COMPENSATION SURVEYS OVER   the past hundred years have seen many changes but not with their basic design or purpose.

Most changes deal with the expanding focus and variety of market segments for which surveys are available and the various elements of compensation for which data is collected.

But determining what others pay for things, whether it be for labor or goods, is a basic element of capitalism and the economics of supply and demand. As such, it is also covered by legislation that controls free markets.

The use of surveys is an effective method for determining market position and maintaining effective compensation programs. But as simple as that may sound, there are important differences in quality of surveys that go beyond the number of benchmark positions included or the number of participating firms.

Survey design itself, including statistics and display of data, need to facilitate both ease of use and legal compliance. The selection of surveys for use can have an impact on your compensation program, but also on whether your organization's practices comply with anti-trust legislation.

Although Microsoft and the Department of Justice have been making headlines recently because of alleged violations of anti-trust legislation, HR professionals need to understand how anti-trust laws can also affect common practices in the use and participation in compensation surveys.

The following points can be drawn from a review of antitrust legislation and survey processes:

  • Any information exchange program, no matter how informal, including telephone discussions of compensation data, is a survey and may involve potential antitrust problems.
  • All data collected should be of past activities. Prospective data collection is suspect unless it is based on global salary information such as budget and pay structure movement
  • Published data may be exchanged for prospective activities. Published data is information made available to the public — for example, labor contracts, pension activities reported under ERISA, etc.
  • The display format and method of aggregation of survey data may eliminate some potential problems.
  • The use of third parties to conduct surveys can eliminate some potential problems.
  • Each firm and association can potentially be held individually and liable for civil damage and criminal sanctions.

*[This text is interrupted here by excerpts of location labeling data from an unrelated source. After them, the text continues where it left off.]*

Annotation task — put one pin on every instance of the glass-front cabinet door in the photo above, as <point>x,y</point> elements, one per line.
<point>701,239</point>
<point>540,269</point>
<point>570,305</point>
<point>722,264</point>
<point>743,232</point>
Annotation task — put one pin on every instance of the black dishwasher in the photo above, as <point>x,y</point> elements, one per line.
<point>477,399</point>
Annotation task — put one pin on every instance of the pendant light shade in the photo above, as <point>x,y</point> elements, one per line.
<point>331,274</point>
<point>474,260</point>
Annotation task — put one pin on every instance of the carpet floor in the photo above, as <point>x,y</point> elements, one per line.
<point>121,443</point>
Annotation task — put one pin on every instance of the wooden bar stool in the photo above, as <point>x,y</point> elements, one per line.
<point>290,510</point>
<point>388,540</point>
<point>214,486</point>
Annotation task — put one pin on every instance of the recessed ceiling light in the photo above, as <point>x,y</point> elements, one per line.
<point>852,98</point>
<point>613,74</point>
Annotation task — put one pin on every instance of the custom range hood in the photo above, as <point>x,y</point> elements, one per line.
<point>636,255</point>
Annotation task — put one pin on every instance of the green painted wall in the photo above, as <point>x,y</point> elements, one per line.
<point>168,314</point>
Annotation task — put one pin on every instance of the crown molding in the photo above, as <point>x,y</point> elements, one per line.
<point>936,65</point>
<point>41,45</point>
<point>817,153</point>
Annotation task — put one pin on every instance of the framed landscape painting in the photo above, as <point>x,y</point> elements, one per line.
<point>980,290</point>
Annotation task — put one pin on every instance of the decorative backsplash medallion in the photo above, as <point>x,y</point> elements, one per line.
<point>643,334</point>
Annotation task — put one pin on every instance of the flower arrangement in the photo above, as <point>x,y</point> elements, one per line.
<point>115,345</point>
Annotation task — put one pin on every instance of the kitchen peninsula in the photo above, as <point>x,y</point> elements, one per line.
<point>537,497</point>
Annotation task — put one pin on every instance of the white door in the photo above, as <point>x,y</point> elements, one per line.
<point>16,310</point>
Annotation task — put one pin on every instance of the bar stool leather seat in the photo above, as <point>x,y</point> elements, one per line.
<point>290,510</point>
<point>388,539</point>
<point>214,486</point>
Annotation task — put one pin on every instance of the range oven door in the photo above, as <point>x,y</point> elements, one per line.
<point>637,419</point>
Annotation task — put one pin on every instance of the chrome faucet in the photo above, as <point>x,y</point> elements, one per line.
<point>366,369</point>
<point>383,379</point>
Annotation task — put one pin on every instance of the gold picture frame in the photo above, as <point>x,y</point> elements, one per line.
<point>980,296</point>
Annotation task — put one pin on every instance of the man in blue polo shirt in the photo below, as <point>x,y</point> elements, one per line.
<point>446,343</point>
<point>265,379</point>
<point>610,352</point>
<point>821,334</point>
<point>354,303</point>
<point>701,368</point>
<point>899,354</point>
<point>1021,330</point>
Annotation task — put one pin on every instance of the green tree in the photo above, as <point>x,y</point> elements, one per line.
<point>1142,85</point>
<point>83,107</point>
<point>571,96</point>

How to spot "dangerous" practices:

  • Industry specific surveys conducted by industry members where members jointly discuss the survey, analyze data or set rates.
  • Surveys on prospective pay data of jobs.
  • Surveys where individual company data are identified (even in coded format).

How to identify "safe" surveys:

  • Surveys of historical data in an aggregated format conducted by a third party in which individual company data cannot be identified
  • Surveys with retrospective information

The Sherman Anti-Trust Act

The Sherman Anti-Trust Act is the basic federal antitrust statute. It prohibits businesses in interstate commerce from contracting, combining, or conspiring to restrain trade, or attempting to monopolize the market in a particular area of business.

Violations of this Act include making contracts that unreasonably restrain trade, price fixing, group boycotts, allocating markets and attempting to form and maintain a monopoly in an industry to injure competition.

Persons found in violation of certain aspects of the Sherman Anti-trust Act may be fined or jailed. However, in practice, these violations generally are handled by civil, rather than criminal, lawsuits. The Anti-trust Division of the Department of Justice enforces the Sherman Act.